Dans plusieurs chaînes de restauration rapide en milieu urbain à Cotonou, les plats sont présentés dans des boîtes en carton pour les burgers, du papier d'emballage pour les sandwichs et des barquettes pour les frites. On utilise fréquemment ces emballages pour des articles tels que : hamburgers, shawarmas, poulet frit, frites. On apprécie le carton pour sa capacité à préserver la forme du produit tout en offrant un aspect plus élégant.
Toutefois, ces options sont surtout adoptées par les restaurants modernes, du fait de leur coût dépassant celui des sachets plastiques employés dans la cuisine de rue.

La livraison de repas exige des emballages plus résistants
L'option de livraison de repas se développe progressivement dans les grandes villes du Bénin. De nombreux restaurants proposent désormais un service de livraison à domicile ou au bureau. Comme la majorité des livraisons sont faites par moto, les emballages doivent être conçus pour supporter les vibrations et mouvements du transport.
Ainsi, les restaurants ont généralement recours à : des barquettes en plastique avec couvercle, des boîtes en carton et des sacs en plastique pour regrouper les commandes. Les plats qui contiennent des sauces sont souvent placés dans des barquettes bien scellées pour prévenir tout risque de fuite. Les repas sont ensuite disposés dans un sac additionnel pour les protéger contre la poussière et l'exposition directe au soleil pendant le transport.
Dans ce cadre, l'emballage destiné à la livraison est principalement élaboré pour assurer la protection du repas jusqu'à ce qu'il parvienne au client.

Les coffee shop utilisent des gobelets et des sacs en papier
Les cafés et boulangeries constituent une section plus récente du marché alimentaire des villes béninoises. Les emballages sont en général plus proches des normes internationales dans ces établissements. Les clients qui prennent leurs boissons chaudes, comme le café ou le thé, à emporter les reçoivent généralement dans des gobelets en papier munis d'un couvercle.
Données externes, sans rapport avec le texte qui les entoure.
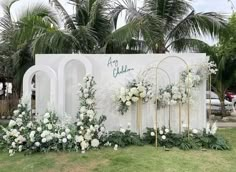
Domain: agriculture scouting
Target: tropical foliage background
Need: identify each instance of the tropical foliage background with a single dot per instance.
(158, 26)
On sert souvent les boissons froides, comme les smoothies ou les jus, dans des gobelets en plastique transparent.
Les vendeurs mettent habituellement les produits de boulangerie dans des sacs en papier ou des petites boîtes en carton, comme les croissants, les sandwichs ou les pâtisseries.
Ces emballages protègent les aliments tout en offrant une présentation plus propre et plus professionnelle.
Au Bénin, les habitudes d'emballage des denrées alimentaires diffèrent en fonction du type de restauration. Dans la cuisine de rue et de nombreux maquis, les sachets en plastique restent les plus utilisés, tandis que certains établissements proposent également des barquettes en plastique en fonction du budget des clients. Les emballages des fast-foods modernes sont de plus en plus cartonnés, les cafés privilégient les gobelets et sacs en papier.
Dans l'ensemble, le secteur se transforme doucement, mêlant de simples solutions abordables à des formats d'emballage plus contemporains.